Design WhatsApp: Messages, Delivery Status, and Group Chats

The two grey ticks turning blue is one of the most recognizable UI signals in software. Everyone who uses WhatsApp understands exactly what it means. But when I reason through how to implement it, the deceptively simple question is: where does that state live and who is responsible for changing it?

Your first instinct might be to put a status field on each Message and update it as the message progresses. Single-recipient chat is fine with that. Then you think through group messages. A message sent to a group of 10 people needs to be delivered to all 10 before you can show double ticks. Read receipts require that all 10 have opened the chat. If you store a single status on the message, you lose the per-recipient detail you need to compute the aggregate. You need a different model: one delivery record per recipient per message. That one insight reshapes most of the design.

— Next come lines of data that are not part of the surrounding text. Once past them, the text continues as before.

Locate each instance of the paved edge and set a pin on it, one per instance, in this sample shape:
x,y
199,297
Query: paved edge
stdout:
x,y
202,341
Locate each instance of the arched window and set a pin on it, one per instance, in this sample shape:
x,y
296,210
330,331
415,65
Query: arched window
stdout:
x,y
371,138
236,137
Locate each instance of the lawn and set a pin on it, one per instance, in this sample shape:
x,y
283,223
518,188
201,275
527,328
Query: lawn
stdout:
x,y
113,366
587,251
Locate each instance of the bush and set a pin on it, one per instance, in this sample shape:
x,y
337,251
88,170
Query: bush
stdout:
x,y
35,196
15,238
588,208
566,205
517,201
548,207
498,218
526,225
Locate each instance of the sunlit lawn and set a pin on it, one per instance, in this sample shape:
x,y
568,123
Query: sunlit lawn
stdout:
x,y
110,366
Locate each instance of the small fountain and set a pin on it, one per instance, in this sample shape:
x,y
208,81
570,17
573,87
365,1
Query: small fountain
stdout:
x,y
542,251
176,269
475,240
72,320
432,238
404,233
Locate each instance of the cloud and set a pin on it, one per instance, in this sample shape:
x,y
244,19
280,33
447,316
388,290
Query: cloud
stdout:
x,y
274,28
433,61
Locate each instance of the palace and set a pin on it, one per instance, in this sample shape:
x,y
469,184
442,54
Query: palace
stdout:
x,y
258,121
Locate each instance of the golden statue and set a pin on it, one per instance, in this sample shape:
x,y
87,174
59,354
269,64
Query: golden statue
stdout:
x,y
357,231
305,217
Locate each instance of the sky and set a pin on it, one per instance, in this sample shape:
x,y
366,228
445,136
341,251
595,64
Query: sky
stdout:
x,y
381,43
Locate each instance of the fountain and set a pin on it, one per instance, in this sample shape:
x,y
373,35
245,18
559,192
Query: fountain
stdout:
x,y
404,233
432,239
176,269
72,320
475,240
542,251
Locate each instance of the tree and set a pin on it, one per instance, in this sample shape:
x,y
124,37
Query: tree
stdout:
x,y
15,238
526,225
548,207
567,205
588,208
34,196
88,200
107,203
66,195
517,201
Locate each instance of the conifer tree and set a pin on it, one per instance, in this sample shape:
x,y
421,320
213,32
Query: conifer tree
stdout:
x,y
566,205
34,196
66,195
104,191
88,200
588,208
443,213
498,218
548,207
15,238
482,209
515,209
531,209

The second interesting problem is offline delivery. A user who has not opened WhatsApp in three days still gets your messages the moment they reconnect. The server has to hold messages until the recipient is available, then push them in order, and then update the sender’s UI with the delivery confirmation. This is the store-and-forward pattern, and building it correctly requires you to think about what “delivered” actually means: delivered to the device, or delivered to the server? WhatsApp chose server-plus-device, which is why you see a single grey tick the moment the server accepts your message.

Requirements

Functional

  • Send text and media messages between users in one-to-one chats
  • Support group chats with multiple recipients
  • Track delivery state per message: SENT (server received), DELIVERED (device received), READ (user opened it)
  • Deliver messages to offline users when they reconnect
  • Notify the sender when delivery or read state changes

Non-functional

  • Delivery state updates must propagate in near-real-time when both parties are online
  • The design must handle the group message case where different recipients reach READ at different times
  • The design must preserve message ordering per chat

Core Entities

User holds identity and online status. Whether a user is currently connected determines whether messages can be pushed directly or queue for later delivery.

Message is an immutable record once created. It carries content, sender, timestamp, and a reference to the chat it belongs to. It does not carry a single status field. That job belongs to MessageDeliveryRecord.

MessageDeliveryRecord is the key entity most people miss in early designs. One record per (message, recipient) pair. It holds the individual delivery state for that recipient. Aggregating across all records for a message gives you the sender’s visible tick state.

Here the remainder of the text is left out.